The Western Pennsylvania Conservancy’s first on-the-ground project involved the planting of trees in an urban setting. In 1940, while it was known as the Greater Pittsburgh Parks Association, WPC restored an area along the city’s Bigelow Boulevard that had been left barren by a landslide.

WPC is the managing partner of TreeVitalize Pittsburgh, which is planting thousands of trees in the Pittsburgh area.
WPC is the managing partner of TreeVitalize Pittsburgh, which is planting thousands of trees in the Pittsburgh area.

The Conservancy’s urban forestry roots run deep, and for good reason. Studies show that trees help to build community pride, reduce crime, improve local economies and residential property values, decrease energy costs and improve air and water quality.

The Conservancy’s urban forestry efforts got a boost in 2008 when it became the managing partner of TreeVitalize Pittsburgh. WPC, together with the City of Pittsburgh, Allegheny County, the Pennsylvania Department of Conservation and Natural Resources and Tree Pittsburgh, established this partnership to significantly increase the number of trees planted in the Pittsburgh region. TreeVitalize Pittsburgh’s current goal is to plant 20,000 by the end of this year – the partnership has already planted more than 17,000.

While Pittsburgh prizes its high rankings on many livability indexes, one area with major room for improvement is the number of street trees per capita. The national average of one street tree for every three residents dwarfs Pittsburgh’s 1:11 ratio; in some neighborhoods like Homewood the ratio is as low as 1:22.

But the Conservancy doesn’t just focus on urban forestry; the WPC Watershed Conservation Program currently is planting thousands of native trees and woody plants along streams.
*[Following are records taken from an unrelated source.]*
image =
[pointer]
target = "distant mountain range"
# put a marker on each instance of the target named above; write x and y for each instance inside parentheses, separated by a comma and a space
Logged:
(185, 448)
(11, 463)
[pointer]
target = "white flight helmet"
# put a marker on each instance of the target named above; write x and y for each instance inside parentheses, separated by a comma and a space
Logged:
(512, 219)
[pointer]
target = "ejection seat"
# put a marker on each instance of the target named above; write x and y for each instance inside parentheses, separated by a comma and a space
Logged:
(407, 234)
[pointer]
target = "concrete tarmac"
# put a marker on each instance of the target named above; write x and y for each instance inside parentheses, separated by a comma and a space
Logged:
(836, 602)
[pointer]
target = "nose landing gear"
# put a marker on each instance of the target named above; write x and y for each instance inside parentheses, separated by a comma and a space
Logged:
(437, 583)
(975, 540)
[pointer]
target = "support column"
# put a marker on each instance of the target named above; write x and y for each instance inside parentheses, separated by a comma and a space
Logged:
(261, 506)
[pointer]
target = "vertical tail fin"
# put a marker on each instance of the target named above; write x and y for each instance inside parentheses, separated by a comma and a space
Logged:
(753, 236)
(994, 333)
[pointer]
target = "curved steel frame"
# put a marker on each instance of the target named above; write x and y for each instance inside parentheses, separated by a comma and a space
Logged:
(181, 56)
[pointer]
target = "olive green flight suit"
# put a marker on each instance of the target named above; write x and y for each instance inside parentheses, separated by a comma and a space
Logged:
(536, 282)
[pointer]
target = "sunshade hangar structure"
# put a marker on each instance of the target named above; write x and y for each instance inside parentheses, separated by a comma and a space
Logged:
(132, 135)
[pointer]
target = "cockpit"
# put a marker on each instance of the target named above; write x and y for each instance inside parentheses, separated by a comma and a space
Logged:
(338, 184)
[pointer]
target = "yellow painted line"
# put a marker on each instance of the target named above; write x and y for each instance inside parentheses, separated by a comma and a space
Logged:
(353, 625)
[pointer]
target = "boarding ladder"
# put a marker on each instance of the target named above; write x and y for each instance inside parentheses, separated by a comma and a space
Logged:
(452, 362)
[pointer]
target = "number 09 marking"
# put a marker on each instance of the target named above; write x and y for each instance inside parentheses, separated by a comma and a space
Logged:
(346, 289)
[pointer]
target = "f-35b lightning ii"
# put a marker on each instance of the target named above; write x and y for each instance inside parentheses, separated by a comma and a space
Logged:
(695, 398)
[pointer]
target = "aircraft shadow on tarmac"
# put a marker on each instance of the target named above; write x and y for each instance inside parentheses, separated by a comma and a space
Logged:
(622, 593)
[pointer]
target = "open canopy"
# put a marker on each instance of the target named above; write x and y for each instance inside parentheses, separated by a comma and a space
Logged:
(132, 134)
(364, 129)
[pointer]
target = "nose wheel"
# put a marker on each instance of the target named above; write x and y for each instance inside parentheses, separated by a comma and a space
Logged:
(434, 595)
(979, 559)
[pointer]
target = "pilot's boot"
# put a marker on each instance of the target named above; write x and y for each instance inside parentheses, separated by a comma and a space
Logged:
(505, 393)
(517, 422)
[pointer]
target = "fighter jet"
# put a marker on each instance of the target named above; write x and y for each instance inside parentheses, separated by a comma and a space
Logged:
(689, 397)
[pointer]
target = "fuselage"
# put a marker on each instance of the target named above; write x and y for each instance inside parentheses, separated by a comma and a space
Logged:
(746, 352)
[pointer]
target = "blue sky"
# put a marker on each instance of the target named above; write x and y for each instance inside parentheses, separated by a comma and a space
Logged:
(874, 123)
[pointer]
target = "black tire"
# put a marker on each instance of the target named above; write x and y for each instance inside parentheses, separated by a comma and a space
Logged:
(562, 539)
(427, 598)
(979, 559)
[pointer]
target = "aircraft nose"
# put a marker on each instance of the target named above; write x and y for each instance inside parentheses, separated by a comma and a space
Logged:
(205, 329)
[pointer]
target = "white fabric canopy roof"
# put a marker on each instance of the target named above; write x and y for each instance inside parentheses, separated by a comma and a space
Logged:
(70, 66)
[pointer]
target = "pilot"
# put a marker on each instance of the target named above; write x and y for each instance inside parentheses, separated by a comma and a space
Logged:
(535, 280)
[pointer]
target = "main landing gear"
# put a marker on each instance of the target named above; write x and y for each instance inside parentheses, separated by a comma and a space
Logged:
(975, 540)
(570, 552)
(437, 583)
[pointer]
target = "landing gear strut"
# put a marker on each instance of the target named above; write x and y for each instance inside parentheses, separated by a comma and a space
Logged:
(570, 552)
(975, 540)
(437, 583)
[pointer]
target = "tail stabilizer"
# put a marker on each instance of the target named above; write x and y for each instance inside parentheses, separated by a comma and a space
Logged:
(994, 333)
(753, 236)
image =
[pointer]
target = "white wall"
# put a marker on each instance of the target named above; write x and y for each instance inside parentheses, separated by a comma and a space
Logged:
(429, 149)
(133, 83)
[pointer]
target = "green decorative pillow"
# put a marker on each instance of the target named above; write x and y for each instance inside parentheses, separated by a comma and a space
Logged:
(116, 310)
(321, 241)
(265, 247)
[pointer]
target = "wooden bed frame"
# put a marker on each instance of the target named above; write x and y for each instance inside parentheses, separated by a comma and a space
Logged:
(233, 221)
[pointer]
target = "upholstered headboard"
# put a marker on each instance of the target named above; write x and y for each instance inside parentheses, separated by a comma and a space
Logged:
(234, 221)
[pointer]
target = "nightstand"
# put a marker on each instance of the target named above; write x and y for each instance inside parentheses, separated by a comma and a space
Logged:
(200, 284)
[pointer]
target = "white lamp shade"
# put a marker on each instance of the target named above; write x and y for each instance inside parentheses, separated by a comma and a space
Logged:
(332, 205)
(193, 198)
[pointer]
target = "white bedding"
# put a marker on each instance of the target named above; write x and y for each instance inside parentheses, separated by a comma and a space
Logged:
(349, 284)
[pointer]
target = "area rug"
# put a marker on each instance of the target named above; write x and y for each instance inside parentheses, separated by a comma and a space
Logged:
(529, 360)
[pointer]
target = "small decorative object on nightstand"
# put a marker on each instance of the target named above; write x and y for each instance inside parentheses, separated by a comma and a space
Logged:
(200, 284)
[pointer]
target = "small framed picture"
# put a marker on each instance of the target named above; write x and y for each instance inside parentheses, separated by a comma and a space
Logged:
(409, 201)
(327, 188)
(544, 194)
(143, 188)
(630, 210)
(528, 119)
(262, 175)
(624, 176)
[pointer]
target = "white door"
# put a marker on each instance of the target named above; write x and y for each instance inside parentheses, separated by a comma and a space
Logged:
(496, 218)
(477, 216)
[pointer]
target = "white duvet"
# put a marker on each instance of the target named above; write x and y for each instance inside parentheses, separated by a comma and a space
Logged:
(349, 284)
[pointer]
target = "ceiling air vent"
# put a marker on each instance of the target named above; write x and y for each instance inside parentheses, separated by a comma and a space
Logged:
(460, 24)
The Richard King Mellon Foundation provided financial support for this project.

WPC aims to plant 20,000 trees or shrubs within selected watersheds over the next two years. This project will improve priority watersheds in Western Pennsylvania by planting in riparian zones, or land adjacent to streams, to improve water quality and fish habitat. Potential sites could include agricultural fields, pastures, actively mowed and maintained areas or any idle stream banks that are in need of trees.

Stream banks that lack vegetative cover can erode excessively and contribute to increased sedimentation on the stream. Many streams in priority watersheds around Western Pennsylvania are impaired by excess sediment loads caused by erosion that is associated with a lack of woody vegetation. Research suggests forested buffers provide many benefits, including protection from erosion, the creation of wildlife habitat and cooler water temperatures for aquatic organisms.